Both modules and individual genes can then be correlated to phenotype data. Individual gene correlations are performed using gene expression measures such as RMA values. Modules are correlated to phenotype based on their first principal component, known in WGCNA as the module eigengene. The module eigengene is a value that explains the majority of gene expression variance within each identified module. Phenotype data can include many variables from behavioral data to technical variables such as RNA quality index of each microarray sample. This network correlation analysis is one of the most powerful features of WGCNA. Ideally, phenotypic and genomic data are derived from the same individual animals. Due to the limited sample size often seen in microarray studies, we recommend using Spearman Rank rather than Pearson correlation in order to minimize the influence of outliers. An example of network correlations to phenotypic data is shown in Figure 2.

Module membership correlation with gene significance. WGCNA analysis plot of member genes from one module. X-axis is module membership scoring where higher values represent genes with greater connectivity. Y-axis shows gene significance in terms of correlation of expression values versus a trait of interest. Genes with expression more highly correlated with trait of interest and showing higher connectivity (top right corner) are high value “hub genes”. High correlation of the module membership with gene significance strongly suggests this module is involved in biological mechanisms of the trait.

The identification of hub genes within modules is one of the final steps in WGCNA. Connectivity is usually the primary variable by which we identify hub genes. WGCNA produces several connectivity metrics with the command function: intramodularConnectivity(). For each gene, this command outputs its total connectivity within the network (kTotal), its connectivity within its assigned module (kWithin), the difference between kTotal and kWithin (kOut), and the difference between kWithin and kOut (kDiff). The intramodularConnectivity() function features an option to scale within module connectivity (kWithin) based on module size. We recommend scaling, as this eases identification of the most highly connected genes within their respective modules independent of module size.

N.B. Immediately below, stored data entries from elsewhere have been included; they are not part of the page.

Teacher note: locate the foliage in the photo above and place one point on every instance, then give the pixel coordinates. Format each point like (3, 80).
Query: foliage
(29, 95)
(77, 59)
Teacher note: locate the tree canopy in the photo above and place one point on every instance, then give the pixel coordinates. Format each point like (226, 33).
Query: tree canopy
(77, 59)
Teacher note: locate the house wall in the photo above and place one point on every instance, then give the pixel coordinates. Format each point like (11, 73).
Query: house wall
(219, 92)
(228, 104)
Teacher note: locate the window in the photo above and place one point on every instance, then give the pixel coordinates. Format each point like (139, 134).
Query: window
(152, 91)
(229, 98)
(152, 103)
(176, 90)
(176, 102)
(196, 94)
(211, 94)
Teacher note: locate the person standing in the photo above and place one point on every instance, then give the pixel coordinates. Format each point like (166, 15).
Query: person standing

Modules identified by WGCNA can be further interrogated for biological function enrichment using a wide variety of standard bioinformatics tools such as those for Gene Ontology or pathway analysis. Our laboratory frequently uses free web-based resources such as DAVID (http://david.abcc.ncifcrf.gov), ToppGene (https://toppgene.cchmc.org), WebGestalt (http://bioinfo.vanderbilt.edu/webgestalt/) or REVIGO (http://revigo.irb.hr) to identify and display over-represented functional categories. Additionally, module gene lists can be submitted to resources that construct networks based upon other biological information such as protein-protein interactions, published biological interaction, or transcription factor binding site analyses. Such tools include GeneMANIA (http://genemania.org) and the subscription-based Ingenuity Pathway Analysis (http://www.ingenuity.com). These tools can, in effect, validate the network structure of WGCNA-derived expression correlation networks.

WGCNA networks can be further validated and ranked based upon quantifying their overlap with other user defined gene lists obtained from differing biological contexts or from expression genetics datasets. For example, we frequently interrogate WGCNA modules for overlap with public or our own gene sets within the GeneWeaver web-based application (www.geneweaver.org). Finally, WGCNA module genes can be interrogated for correlations in other expression datasets, phenotypic correlations, and conserved genetic regulators by the rich resources available within GeneNetwork (www.genenetwork.org).